Se basant sur la chorégraphie originale de Marius Petipa et de son assistant, Lev Ivanov, présentée au Théâtre Marinsky de Saint-Pétersbourg en janvier 1895, il en élabora sa propre conception dans le but de revaloriser la danse masculine en développant le rôle du Prince Siegfried et celui, fort ambigu, du Précepteur Wolfgang qui prendra par la suite les traits du sorcier Rothbart. Face à ce double personnage, Odette est la princesse métamorphosée en cygne blanc qui deviendra, au troisième acte, Odile, le maléfique cygne noir. 

Dès l’Introduction prise à tempo extrêmement lent par Vello Pähn à la tête de l’Orchestre de l’Opéra National de Paris, la trame est développée selon le champ de vision du Prince qui se réfugie dans la mélancolie et l’introspection. Mais, d’emblée, sa vision tourne au cauchemar lorsqu’il voit s’élever dans les airs une jeune femme enveloppée dans ses longs voiles blancs, emportée par un homme/rapace terrifiant. Tout au long du premier acte, il s’isole dans un monde clos que les jeunes courtisans tentent d’approcher sans pouvoir y parvenir, tant le Précepteur campé magistralement par Jack Gastowtt fait continuellement obstruction.
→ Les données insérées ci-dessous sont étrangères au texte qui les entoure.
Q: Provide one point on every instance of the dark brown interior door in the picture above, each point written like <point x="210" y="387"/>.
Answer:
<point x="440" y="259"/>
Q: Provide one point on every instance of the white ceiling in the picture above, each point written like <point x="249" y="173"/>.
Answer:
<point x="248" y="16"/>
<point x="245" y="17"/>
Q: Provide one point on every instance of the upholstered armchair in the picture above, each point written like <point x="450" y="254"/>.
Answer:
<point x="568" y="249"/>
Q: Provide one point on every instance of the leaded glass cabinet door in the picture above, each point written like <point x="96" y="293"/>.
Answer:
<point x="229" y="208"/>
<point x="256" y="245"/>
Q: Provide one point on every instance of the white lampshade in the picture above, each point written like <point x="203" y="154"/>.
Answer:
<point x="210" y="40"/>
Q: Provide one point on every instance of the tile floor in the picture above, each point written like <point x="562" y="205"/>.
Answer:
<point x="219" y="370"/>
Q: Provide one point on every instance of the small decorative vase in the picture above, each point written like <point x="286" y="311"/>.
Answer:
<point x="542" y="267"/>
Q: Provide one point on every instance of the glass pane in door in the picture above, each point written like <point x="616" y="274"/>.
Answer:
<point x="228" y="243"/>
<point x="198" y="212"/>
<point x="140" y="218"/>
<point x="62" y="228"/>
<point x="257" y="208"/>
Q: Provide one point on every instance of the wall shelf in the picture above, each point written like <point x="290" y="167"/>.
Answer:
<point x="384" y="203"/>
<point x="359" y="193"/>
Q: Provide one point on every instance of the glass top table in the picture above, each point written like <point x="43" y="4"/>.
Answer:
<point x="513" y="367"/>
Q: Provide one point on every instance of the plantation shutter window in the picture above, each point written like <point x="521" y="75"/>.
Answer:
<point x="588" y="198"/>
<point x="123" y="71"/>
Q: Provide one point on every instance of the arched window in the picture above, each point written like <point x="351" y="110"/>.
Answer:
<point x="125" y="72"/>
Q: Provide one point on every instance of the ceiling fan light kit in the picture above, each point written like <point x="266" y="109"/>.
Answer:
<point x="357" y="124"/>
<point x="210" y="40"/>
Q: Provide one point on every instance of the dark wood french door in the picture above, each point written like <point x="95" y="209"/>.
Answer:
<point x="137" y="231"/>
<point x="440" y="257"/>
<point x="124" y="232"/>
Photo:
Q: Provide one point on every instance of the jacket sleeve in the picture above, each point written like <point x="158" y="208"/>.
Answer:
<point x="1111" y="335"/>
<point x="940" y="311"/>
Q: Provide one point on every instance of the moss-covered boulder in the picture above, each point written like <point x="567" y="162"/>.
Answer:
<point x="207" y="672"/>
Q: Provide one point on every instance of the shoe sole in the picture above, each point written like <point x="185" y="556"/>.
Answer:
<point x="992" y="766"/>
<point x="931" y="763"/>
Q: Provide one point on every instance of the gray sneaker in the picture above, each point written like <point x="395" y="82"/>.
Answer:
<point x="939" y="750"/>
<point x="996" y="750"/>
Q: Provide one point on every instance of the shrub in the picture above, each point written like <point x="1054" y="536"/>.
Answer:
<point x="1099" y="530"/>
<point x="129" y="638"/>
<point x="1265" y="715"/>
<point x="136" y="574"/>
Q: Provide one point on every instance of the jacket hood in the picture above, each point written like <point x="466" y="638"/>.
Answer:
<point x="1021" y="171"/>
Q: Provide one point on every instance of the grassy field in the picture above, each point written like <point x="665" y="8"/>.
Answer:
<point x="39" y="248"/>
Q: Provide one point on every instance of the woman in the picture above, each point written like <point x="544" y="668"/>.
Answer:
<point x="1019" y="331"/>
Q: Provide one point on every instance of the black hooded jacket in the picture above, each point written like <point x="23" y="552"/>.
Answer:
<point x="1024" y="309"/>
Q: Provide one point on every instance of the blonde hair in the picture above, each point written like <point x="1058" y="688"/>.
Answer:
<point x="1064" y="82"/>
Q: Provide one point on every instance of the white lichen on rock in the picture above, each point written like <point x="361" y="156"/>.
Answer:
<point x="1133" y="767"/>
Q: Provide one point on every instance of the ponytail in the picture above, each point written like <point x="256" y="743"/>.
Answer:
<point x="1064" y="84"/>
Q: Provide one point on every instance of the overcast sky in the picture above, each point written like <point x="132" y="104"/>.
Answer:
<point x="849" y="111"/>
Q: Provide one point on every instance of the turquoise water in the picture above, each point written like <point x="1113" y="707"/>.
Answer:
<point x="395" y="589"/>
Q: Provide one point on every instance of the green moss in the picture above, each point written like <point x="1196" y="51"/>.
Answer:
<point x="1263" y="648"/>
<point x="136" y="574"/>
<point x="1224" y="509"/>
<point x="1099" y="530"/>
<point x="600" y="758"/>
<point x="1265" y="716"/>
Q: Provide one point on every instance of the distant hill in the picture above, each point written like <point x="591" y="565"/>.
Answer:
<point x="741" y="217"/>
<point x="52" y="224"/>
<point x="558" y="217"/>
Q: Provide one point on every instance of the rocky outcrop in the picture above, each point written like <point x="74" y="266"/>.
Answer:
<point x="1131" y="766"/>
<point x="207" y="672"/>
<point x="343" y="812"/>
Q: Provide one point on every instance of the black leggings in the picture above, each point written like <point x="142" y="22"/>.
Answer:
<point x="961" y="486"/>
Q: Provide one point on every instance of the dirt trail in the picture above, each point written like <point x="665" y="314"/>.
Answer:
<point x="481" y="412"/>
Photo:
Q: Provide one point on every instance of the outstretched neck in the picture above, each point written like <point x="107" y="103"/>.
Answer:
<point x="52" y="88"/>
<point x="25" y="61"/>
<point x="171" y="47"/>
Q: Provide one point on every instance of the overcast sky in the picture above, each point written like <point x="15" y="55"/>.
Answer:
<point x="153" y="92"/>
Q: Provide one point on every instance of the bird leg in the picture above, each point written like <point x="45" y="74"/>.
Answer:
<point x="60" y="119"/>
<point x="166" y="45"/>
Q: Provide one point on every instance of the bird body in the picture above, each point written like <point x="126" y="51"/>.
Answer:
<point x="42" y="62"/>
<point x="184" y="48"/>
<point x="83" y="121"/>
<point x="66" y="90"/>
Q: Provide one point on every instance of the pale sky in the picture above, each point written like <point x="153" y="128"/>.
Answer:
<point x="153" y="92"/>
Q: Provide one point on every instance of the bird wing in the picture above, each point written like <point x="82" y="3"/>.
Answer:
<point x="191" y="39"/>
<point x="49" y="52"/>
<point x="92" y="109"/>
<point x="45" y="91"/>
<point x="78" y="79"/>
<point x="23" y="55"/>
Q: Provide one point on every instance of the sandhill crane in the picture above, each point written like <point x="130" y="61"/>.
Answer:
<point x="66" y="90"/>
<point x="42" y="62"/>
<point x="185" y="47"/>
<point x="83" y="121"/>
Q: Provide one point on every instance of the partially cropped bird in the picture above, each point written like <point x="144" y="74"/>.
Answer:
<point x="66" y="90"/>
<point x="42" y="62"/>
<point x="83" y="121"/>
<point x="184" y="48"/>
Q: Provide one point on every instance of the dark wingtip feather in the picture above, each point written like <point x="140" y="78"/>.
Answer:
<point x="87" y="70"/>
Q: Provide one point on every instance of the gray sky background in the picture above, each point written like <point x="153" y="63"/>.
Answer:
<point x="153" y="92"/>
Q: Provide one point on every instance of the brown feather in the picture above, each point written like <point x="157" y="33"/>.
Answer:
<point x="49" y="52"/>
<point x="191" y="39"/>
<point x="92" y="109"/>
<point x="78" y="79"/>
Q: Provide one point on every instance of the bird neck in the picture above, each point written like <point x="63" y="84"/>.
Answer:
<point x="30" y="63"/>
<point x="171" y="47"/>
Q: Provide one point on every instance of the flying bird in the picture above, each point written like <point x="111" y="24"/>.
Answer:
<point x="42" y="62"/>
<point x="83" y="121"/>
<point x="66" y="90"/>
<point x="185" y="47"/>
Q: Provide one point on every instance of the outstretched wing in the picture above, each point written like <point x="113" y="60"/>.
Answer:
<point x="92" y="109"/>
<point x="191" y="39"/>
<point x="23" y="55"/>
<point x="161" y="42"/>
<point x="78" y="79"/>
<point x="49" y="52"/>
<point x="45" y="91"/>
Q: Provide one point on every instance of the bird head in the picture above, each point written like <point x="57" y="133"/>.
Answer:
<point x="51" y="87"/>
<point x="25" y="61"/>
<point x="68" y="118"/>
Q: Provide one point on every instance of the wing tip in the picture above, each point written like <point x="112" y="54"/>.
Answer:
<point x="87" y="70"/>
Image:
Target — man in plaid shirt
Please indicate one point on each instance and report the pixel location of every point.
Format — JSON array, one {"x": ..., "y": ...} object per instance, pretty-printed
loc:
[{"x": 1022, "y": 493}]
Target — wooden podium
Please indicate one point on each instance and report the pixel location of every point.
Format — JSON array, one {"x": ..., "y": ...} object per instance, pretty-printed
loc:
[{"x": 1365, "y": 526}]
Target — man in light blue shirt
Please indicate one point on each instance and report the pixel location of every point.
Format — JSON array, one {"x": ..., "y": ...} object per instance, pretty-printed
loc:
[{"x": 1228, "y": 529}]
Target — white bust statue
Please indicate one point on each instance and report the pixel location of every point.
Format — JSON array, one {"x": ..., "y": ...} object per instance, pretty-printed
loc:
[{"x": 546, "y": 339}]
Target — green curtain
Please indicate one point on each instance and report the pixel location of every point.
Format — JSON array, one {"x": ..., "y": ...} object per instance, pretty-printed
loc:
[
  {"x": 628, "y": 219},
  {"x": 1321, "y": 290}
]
Et Siegfried, dansé par Marc Moreau, ébauche dans sa Variation nombre de figures caractéristiques telles que la pirouette, tandis que le Corps de ballet, en tenues rose violacé, se fait valoir dans la célèbre Valse aux formules diversifiées exigeant de chacun une virtuosité aguerrie, ce que l’on dira aussi de la Danse des couples confiée à seize danseurs, impressionnants par leur technique policée et leur parfaite cohésion d’ensemble. Dans le Pas de trois requérant la participation d’Hannah O’Neill et de Roxane Stojanov, le jeune Andrea Sarri éblouit par l’aisance de ses sauts. Alors que l’atmosphère s’obscurcit, Wolfgang tend insidieusement une arbalète au Prince qui, sur l’enchaînement de deux tableaux musicaux, parvient au lac de l’acte II en développant de sinueuses arabesques. Apparaît Odette, le cygne blanc incarné par Héloïse Bourdon, traduisant sa panique par son regard désespéré et ses gestes convulsifs qui finiront par trouver une assise rassérénée dans le Pas de deux, adagio où elle prend le temps de détailler chaque mouvement. Continuellement, Rothbart le sorcier déploie ses ailes gigantesques pour apeurer les compagnes d’infortune de leur reine qui tentent de la protéger sans pouvoir empêcher la séparation d’avec Siegfried.